# Properties of Natural Numbers

## Properties of Natural Numbers

Properties of Natural Numbers

a)  Closure Property of Addition: The Set of Natural Numbers is closed with respect to the operation of Addition.

In general, it means that the sum of   Natural Numbers is always a Natural Number.

This is known as Closure Property of Addition in the Set of Natural Numbers.

For example 3 and 5 are two Natural Numbers, then 3 + 5 = 8 is also a natural Number.

b) Commutative Law of Addition: If a and b are two Natural Numbers, then

a + b = b + a.

This is known as Commutative Law of Addition in the Set of Natural Numbers.

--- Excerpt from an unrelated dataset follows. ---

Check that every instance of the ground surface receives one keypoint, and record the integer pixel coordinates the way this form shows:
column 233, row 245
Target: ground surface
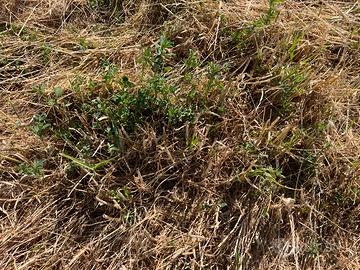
column 179, row 134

For example: 3 and 5 are two Natural Numbers, then

3 + 5 = 8

&

5 + 3 = 8

Hence,

it is established that, 3 + 5 = 5 + 3

c) Associative Law of Addition: If a, b and c are three Natural Numbers, then

a + (b + c) = (a + b) + c

This is known as Associative Law of Addition in the Set of Natural Numbers.

For example: 3, 5 and 7 are three Natural Numbers then

3 + (5 + 7) = 3 + 12

= 15

&

(3 + 5) + 7 = 8 + 7

= 15

Hence,

it is established that, 3 + (5 + 7) = (3 + 5) + 7

2. Multiplicative Properties (Properties due to Multiplications):

a)   Closure Property of Multiplication:

The Set of Natural Numbers is closed with respect to the operation of Multiplication.

In general, it means that the Product of Natural Numbers is always a Natural Number

This is known as Closure Property of Multiplication in the Set of Natural  Numbers.

For example 3 and 5 are two Natural Numbers,

then 3 × 5 = 15 is also a Natural Number.

b) Commutative Law of Multiplication:

If a    and b are two Natural Numbers, then

a × b = b × a.

This is known as Commutative Law of Multiplication in the Set of Natural Numbers.

For example: 3 and 5 are two Natural Numbers, then

3 × 5 = 15

&

5 × 3 = 15

Hence, it is established that, 3 × 5 = 5 × 3

c) Associative Law of Multiplication: If a, b and c are three Natural Numbers, the

a × (b × c) = (a × b) × c

This is known as Associative Law of Multiplication in the Set of Natural Numbers.

For example: 3, 5 and 7 are three Natural Numbers then

3 × (5 × 7) = 3 × 35

= 105

&

(3 × 5) × 7 = 15 × 7

= 105

Hence,

it is established that, 3 × (5 × 7) = (3 × 5) × 7

d) Existence of Multiplicative Identity: For every Natural Number a, there exist a Natural Number 1 (one) such that

a × 1 = 1 × a = a

1 (one) is called the Multiplicative Identity in the Set of Natural Numbers

For example:  5 is a Natural Number, then

5 × 1 = 5

&

1 × 5 = 5

Hence, it is established that, 5 × 1 = 1 × 5 = 5

Number System

Comparative Study of POINT, LINE, LINE SEGMENT and RAY

Algebraical Formulae/Algebraical Identities

Properties of Natural Numbers

#### Fast Facts:

1. The Set of Natural Numbers is not closed with respect to the operation of Subtraction. The Difference of two Natural numbers is not always a Natural Number.  Illustrate yourself with suitable example.

2. The Set of Natural Numbers is not closed with respect to the operation of Division. The Quotient of two Natural numbers is not always a Natural Number. Illustrate yourself with suitable example.